De anécdota en anécdota, iremos viendo cómo, por ejemplo, los musulmanes con los que se encuentra lo ven como a alguien impuro, e intentan convencerlo, en un lugar recóndito de Java que es cuna del terrorismo indonesio, de los desastres que el alcohol había traído al mundo occidental, dado que, argumentaban, “nos privaba de nuestro estado de conciencia normal. Por lo tanto, falseaba toda relación humana, todo momento de lucidez”. Enfermedad del alma, llegaban a calificarlo. Más adelante, tiene peripecias etílicas en Beirut, donde el alcohol es legal y nos habla de su bebida nacional, el arak, un destilado del anís; sufre una gran resaca en Abu Dabi, o se ve rememorando la vieja vida colonial británica en el decrépito hotel Windsor de El Cairo. Y todo, además, con sabrosas reflexiones sobre el acto de beber, y con referencias culturales o de tinte histórico: “La cerveza y el vino se toman con amigos, pero los destilados son para quien bebe solo”; “El alcohol únicamente se menciona tres veces en el Corán, y aunque se desaprueba su consumo, nunca se prohíbe explícitamente”.

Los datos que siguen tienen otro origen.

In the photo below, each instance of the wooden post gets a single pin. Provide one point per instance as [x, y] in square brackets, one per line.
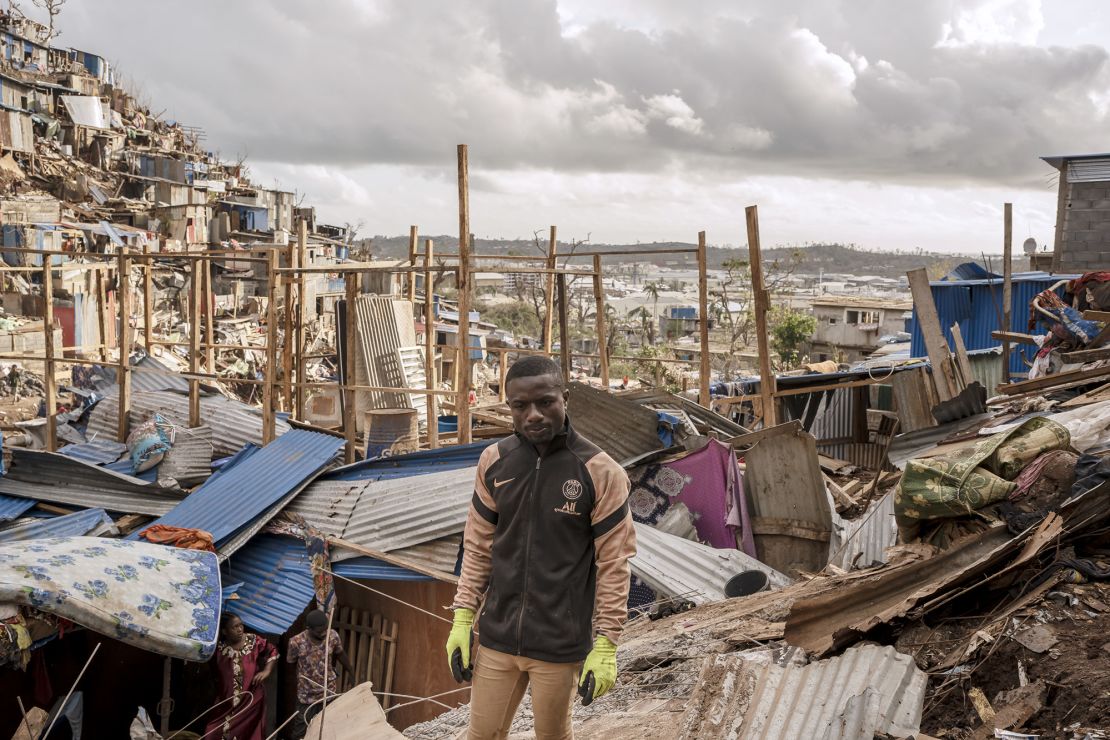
[123, 373]
[433, 416]
[208, 295]
[703, 312]
[102, 314]
[302, 257]
[412, 261]
[767, 386]
[286, 343]
[269, 428]
[550, 295]
[48, 333]
[194, 342]
[463, 362]
[603, 350]
[942, 375]
[564, 333]
[502, 372]
[148, 301]
[1008, 282]
[350, 411]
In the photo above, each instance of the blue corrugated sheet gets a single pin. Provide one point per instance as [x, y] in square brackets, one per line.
[276, 583]
[274, 580]
[240, 495]
[401, 466]
[12, 507]
[977, 304]
[71, 525]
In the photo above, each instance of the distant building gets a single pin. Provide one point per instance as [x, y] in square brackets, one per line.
[849, 327]
[1082, 212]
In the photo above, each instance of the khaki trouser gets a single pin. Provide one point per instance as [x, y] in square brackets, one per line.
[500, 680]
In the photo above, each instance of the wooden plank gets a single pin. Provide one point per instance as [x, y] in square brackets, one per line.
[767, 386]
[48, 366]
[123, 372]
[599, 310]
[268, 386]
[1052, 381]
[766, 433]
[412, 261]
[703, 308]
[1007, 284]
[395, 559]
[961, 355]
[300, 348]
[391, 658]
[463, 356]
[927, 318]
[1013, 336]
[550, 294]
[433, 417]
[789, 503]
[350, 407]
[564, 332]
[1086, 355]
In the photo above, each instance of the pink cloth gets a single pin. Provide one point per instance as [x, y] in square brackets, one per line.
[714, 490]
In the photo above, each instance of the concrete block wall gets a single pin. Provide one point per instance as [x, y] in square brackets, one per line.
[1085, 243]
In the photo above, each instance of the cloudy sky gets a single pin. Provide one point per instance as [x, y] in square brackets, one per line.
[887, 123]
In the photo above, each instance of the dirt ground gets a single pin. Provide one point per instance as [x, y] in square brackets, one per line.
[1076, 670]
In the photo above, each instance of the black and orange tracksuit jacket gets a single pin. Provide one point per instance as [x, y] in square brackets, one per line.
[547, 541]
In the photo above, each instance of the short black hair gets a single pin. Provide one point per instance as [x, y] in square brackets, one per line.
[532, 366]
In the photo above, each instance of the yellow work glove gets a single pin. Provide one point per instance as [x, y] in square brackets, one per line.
[458, 642]
[602, 662]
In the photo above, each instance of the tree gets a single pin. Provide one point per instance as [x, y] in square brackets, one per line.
[733, 306]
[789, 328]
[53, 9]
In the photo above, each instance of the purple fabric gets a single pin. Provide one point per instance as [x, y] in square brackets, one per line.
[713, 489]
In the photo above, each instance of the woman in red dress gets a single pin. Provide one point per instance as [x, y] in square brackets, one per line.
[243, 662]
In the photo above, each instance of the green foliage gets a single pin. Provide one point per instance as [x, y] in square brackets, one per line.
[789, 330]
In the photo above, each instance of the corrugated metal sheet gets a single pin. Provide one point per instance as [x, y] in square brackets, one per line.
[98, 452]
[61, 479]
[750, 696]
[244, 497]
[276, 580]
[12, 508]
[700, 415]
[977, 304]
[867, 537]
[384, 325]
[402, 466]
[391, 514]
[233, 423]
[89, 521]
[623, 428]
[674, 566]
[987, 368]
[276, 583]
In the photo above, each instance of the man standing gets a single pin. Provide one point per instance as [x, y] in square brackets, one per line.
[547, 543]
[310, 650]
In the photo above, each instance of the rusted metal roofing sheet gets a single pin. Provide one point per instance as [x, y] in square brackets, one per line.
[625, 429]
[60, 479]
[752, 696]
[675, 566]
[233, 423]
[392, 514]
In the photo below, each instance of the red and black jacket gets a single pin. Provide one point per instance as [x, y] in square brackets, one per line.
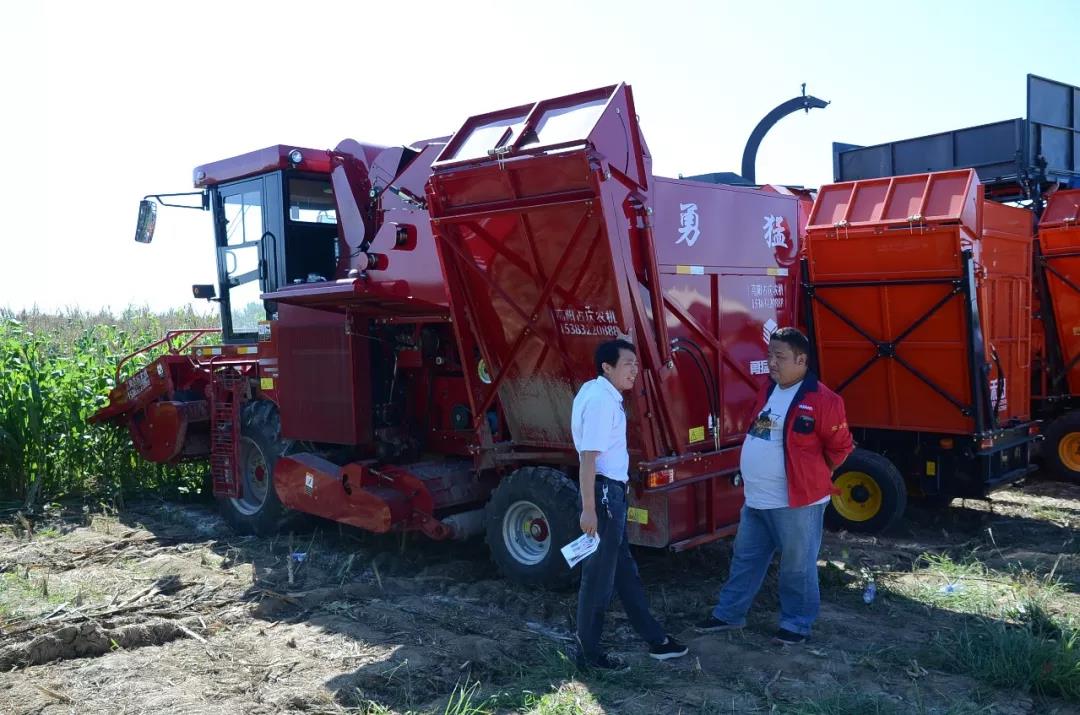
[817, 440]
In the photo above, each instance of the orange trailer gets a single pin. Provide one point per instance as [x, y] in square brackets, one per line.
[918, 296]
[1056, 351]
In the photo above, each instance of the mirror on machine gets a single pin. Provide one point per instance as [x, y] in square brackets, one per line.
[147, 217]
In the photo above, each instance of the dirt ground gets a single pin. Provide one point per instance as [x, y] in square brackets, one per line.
[161, 608]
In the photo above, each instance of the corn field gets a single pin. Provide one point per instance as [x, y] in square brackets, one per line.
[57, 369]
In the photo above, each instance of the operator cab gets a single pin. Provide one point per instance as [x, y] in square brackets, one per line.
[274, 225]
[272, 230]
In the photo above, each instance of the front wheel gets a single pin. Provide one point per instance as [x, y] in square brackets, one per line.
[532, 514]
[257, 510]
[1062, 447]
[872, 495]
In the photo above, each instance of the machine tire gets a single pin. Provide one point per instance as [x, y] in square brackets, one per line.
[260, 445]
[873, 496]
[549, 501]
[1062, 448]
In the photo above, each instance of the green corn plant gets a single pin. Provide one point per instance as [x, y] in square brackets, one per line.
[55, 371]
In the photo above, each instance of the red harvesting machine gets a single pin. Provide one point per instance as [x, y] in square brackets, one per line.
[405, 328]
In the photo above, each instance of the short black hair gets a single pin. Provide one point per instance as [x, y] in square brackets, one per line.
[608, 352]
[793, 338]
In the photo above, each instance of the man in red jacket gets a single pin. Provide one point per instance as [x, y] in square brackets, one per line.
[798, 437]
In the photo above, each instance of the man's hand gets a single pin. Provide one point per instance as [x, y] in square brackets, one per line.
[589, 521]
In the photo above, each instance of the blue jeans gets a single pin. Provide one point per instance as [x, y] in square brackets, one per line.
[611, 569]
[796, 534]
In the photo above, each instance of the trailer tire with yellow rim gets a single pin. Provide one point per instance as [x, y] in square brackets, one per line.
[1062, 448]
[872, 495]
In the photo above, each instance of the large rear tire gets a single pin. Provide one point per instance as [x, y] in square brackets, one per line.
[531, 515]
[258, 510]
[873, 495]
[1062, 448]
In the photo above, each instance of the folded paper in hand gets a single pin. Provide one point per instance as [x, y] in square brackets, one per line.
[580, 548]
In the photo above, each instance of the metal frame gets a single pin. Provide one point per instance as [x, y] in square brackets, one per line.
[1058, 371]
[888, 349]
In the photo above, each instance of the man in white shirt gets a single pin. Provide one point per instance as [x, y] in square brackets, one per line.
[598, 423]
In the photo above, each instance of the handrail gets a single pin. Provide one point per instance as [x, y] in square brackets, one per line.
[194, 332]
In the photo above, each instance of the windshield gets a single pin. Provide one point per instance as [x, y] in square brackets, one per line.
[311, 201]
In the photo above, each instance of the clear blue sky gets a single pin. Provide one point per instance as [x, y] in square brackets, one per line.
[107, 102]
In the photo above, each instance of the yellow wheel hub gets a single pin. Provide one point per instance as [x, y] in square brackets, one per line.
[1068, 450]
[860, 498]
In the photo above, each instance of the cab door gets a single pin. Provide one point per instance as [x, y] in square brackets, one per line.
[247, 230]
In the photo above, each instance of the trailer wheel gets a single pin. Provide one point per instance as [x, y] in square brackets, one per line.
[873, 495]
[531, 515]
[258, 510]
[1062, 449]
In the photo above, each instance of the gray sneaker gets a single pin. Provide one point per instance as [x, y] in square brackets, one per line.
[713, 624]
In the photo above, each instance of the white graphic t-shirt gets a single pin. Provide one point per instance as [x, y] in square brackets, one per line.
[765, 476]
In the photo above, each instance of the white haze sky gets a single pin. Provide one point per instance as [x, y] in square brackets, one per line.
[106, 102]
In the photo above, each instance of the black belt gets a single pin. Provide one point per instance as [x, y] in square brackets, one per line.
[608, 480]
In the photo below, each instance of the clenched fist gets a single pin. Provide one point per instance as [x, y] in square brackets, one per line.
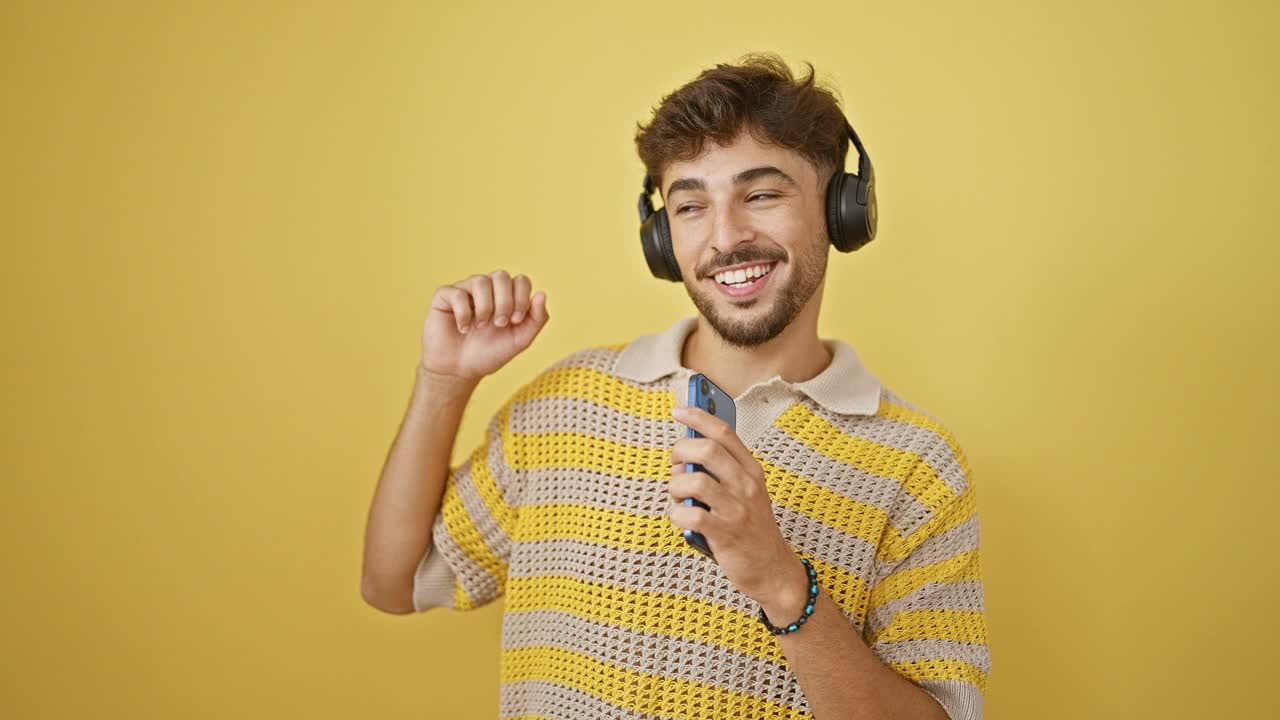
[476, 326]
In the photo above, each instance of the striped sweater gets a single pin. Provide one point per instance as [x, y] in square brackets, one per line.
[562, 510]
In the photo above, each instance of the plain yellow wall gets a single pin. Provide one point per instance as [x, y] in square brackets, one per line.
[222, 227]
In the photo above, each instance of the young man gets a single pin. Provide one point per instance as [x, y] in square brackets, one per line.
[840, 513]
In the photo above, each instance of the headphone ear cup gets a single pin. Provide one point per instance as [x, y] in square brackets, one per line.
[658, 253]
[850, 223]
[835, 187]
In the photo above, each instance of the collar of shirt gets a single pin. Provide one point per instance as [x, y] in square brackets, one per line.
[845, 386]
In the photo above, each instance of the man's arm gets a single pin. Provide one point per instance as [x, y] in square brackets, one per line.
[472, 328]
[840, 675]
[398, 531]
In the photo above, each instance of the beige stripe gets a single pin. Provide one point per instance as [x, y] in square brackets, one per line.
[931, 446]
[842, 478]
[690, 575]
[579, 415]
[667, 573]
[479, 584]
[566, 414]
[554, 701]
[906, 651]
[599, 358]
[960, 595]
[960, 538]
[594, 488]
[672, 656]
[960, 700]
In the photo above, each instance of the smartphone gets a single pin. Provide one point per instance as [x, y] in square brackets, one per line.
[704, 393]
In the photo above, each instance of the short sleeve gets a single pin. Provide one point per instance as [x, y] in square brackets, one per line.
[466, 565]
[926, 616]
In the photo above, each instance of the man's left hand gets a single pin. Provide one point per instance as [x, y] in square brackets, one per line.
[740, 527]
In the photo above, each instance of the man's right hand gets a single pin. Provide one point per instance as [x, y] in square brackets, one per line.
[476, 326]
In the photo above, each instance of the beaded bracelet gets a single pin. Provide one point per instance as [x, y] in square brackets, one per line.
[808, 607]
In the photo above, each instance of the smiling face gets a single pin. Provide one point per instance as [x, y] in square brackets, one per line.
[749, 232]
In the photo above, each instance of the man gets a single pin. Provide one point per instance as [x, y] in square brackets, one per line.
[840, 514]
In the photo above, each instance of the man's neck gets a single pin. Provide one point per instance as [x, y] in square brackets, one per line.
[795, 355]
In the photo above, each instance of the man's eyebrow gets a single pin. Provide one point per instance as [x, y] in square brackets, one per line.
[744, 177]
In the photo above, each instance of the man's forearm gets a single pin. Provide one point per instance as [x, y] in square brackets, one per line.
[398, 529]
[841, 678]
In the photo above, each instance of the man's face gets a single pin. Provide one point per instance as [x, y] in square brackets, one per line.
[754, 209]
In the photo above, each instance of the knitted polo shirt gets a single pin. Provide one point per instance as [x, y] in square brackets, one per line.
[563, 511]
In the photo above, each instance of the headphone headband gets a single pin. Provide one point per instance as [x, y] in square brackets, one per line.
[851, 214]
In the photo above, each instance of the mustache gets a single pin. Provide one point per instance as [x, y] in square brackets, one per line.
[739, 256]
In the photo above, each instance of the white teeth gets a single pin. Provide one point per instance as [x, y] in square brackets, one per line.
[737, 277]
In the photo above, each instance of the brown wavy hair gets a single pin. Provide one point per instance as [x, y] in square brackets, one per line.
[759, 94]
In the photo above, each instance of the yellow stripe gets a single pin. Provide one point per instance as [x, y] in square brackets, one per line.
[960, 625]
[657, 533]
[904, 414]
[589, 452]
[640, 692]
[485, 483]
[467, 537]
[960, 566]
[903, 465]
[942, 670]
[648, 611]
[846, 514]
[899, 547]
[597, 386]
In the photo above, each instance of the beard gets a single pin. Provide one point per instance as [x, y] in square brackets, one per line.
[789, 300]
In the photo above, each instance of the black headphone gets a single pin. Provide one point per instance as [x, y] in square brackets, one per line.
[850, 215]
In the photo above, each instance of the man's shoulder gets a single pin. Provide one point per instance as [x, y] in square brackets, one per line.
[926, 434]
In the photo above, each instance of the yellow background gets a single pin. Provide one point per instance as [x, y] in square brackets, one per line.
[223, 224]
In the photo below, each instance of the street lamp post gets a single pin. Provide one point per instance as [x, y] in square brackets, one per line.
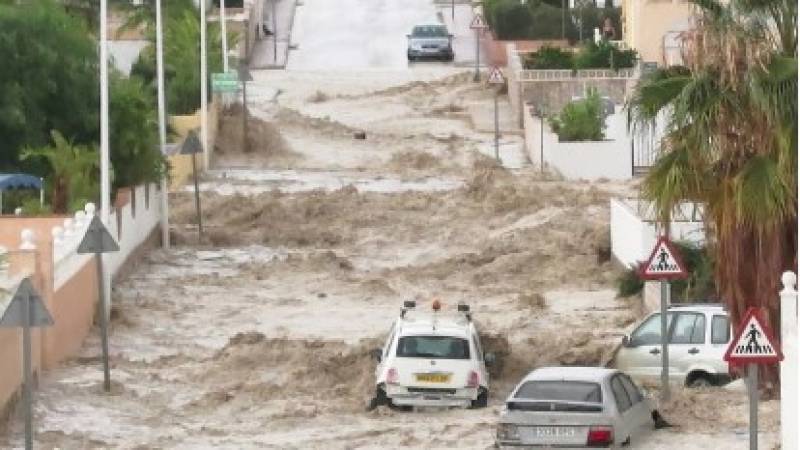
[162, 127]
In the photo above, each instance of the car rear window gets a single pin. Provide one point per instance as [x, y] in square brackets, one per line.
[565, 391]
[429, 31]
[444, 347]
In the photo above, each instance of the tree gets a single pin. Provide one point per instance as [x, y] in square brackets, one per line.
[48, 78]
[133, 139]
[74, 172]
[731, 144]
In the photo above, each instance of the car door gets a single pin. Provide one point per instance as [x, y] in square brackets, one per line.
[718, 342]
[687, 343]
[476, 342]
[624, 425]
[640, 412]
[641, 358]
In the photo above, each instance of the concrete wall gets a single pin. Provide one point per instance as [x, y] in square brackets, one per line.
[66, 281]
[609, 159]
[646, 22]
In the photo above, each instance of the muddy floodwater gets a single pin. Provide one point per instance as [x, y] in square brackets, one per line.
[257, 336]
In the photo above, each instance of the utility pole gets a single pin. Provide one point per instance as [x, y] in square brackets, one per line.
[275, 31]
[162, 126]
[203, 85]
[222, 29]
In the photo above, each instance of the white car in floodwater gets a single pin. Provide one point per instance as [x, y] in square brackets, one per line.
[432, 358]
[575, 407]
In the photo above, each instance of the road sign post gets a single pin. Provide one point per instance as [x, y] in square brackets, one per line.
[26, 310]
[98, 240]
[478, 24]
[496, 78]
[753, 344]
[663, 265]
[192, 146]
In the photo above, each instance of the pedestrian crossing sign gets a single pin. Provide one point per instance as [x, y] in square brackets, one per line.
[664, 263]
[753, 342]
[496, 76]
[478, 23]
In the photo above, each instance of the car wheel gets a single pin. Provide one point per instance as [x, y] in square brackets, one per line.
[378, 400]
[700, 381]
[482, 401]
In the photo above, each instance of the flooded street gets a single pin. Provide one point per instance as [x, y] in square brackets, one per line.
[258, 335]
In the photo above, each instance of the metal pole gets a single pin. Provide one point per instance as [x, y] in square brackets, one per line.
[224, 35]
[105, 191]
[541, 143]
[103, 323]
[162, 125]
[477, 76]
[28, 372]
[496, 127]
[274, 31]
[197, 200]
[244, 73]
[203, 85]
[664, 340]
[752, 381]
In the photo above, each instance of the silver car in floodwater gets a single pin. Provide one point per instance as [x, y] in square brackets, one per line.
[430, 41]
[574, 407]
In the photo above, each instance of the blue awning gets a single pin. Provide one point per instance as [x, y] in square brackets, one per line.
[19, 181]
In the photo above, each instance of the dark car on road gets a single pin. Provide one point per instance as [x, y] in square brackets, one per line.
[430, 41]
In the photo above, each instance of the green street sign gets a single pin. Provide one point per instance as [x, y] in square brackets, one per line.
[225, 82]
[225, 76]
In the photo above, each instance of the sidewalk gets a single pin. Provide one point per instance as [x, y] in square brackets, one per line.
[264, 55]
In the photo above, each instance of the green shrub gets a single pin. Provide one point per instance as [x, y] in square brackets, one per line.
[604, 55]
[549, 58]
[581, 120]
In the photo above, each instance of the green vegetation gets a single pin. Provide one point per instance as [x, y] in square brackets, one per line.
[545, 19]
[604, 55]
[731, 143]
[581, 120]
[73, 172]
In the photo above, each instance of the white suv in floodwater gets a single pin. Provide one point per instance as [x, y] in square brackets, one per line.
[432, 358]
[698, 335]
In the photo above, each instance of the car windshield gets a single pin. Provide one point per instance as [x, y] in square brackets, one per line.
[564, 391]
[429, 31]
[444, 347]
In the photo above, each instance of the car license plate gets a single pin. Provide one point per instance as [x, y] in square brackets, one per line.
[433, 377]
[549, 435]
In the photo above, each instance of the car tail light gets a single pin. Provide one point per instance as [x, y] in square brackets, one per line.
[473, 379]
[600, 437]
[392, 377]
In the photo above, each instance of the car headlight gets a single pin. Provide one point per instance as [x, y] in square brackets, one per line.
[507, 432]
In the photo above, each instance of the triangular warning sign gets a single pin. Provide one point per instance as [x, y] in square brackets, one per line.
[14, 315]
[496, 76]
[97, 239]
[664, 263]
[477, 22]
[753, 342]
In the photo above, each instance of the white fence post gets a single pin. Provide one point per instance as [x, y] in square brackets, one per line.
[789, 374]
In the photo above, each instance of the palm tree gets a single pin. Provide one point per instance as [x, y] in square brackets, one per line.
[74, 172]
[731, 144]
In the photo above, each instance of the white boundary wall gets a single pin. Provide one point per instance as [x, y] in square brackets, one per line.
[136, 220]
[633, 237]
[591, 160]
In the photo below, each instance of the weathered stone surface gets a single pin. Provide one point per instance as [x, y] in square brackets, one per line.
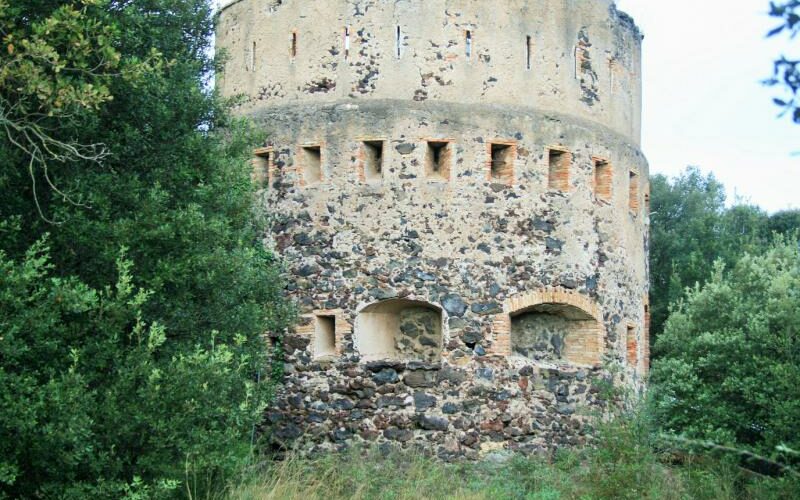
[420, 197]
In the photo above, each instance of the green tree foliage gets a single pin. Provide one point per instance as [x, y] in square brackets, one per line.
[120, 389]
[691, 228]
[90, 407]
[729, 365]
[786, 72]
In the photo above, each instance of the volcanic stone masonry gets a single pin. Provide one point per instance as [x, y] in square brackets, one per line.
[457, 190]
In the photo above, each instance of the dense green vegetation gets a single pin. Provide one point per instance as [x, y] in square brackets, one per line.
[134, 291]
[625, 464]
[728, 366]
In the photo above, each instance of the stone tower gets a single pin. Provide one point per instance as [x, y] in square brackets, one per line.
[457, 189]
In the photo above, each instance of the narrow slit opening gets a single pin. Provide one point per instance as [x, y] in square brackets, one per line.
[558, 174]
[325, 336]
[312, 164]
[347, 42]
[603, 178]
[528, 50]
[398, 41]
[373, 161]
[502, 162]
[437, 160]
[633, 192]
[262, 163]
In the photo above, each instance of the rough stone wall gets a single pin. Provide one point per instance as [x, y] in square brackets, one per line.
[420, 335]
[511, 222]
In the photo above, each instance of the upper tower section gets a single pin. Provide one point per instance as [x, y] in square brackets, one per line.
[575, 57]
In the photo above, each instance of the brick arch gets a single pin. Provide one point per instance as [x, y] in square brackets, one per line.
[519, 304]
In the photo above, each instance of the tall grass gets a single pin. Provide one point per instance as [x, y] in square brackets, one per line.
[622, 465]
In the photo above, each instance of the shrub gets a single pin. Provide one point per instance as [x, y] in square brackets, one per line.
[728, 364]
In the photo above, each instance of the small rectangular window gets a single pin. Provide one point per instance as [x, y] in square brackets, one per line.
[325, 336]
[373, 161]
[346, 42]
[502, 157]
[312, 164]
[632, 346]
[262, 167]
[603, 179]
[559, 162]
[398, 41]
[633, 192]
[528, 52]
[437, 160]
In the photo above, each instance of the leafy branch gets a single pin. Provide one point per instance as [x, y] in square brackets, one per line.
[53, 69]
[786, 72]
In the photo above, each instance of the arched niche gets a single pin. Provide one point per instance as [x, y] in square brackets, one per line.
[558, 333]
[550, 325]
[399, 329]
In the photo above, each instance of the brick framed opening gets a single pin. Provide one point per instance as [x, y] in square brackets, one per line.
[632, 346]
[559, 162]
[372, 160]
[400, 329]
[553, 325]
[528, 52]
[312, 164]
[398, 41]
[263, 167]
[502, 157]
[556, 333]
[603, 179]
[324, 336]
[438, 160]
[633, 191]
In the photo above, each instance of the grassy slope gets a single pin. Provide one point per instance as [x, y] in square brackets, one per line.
[623, 465]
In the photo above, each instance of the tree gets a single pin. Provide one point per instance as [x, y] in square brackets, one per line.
[691, 228]
[55, 65]
[685, 216]
[786, 72]
[729, 364]
[156, 381]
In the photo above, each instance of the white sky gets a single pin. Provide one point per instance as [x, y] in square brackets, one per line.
[704, 104]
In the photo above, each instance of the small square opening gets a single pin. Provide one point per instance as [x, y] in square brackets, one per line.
[559, 162]
[603, 179]
[325, 336]
[633, 192]
[502, 158]
[373, 161]
[437, 160]
[262, 165]
[312, 164]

Pero más allá de esto, el libro es un estupendo texto literario, en pasajes en que Osborne traduce al lenguaje las sensaciones que produce “este relajamiento de la estructura química del sistema nervioso” que impulsa el alcohol, y que lleva a la desinhibición, la amistad, la espontaneidad y la sinceridad. Para acabar preguntándose –mientras se descubre solo y “distanciado del género humano como por un muro de piedra”–, sintiéndose vivir a cámara lenta y viéndose “en un estado sedentario de animación suspendida”, al tiempo que sus dedos se cierran en la copa que está consumiendo: “Pero ¿es el alcohol el creador de la máscara o precisamente aquello que nos la arranca?”.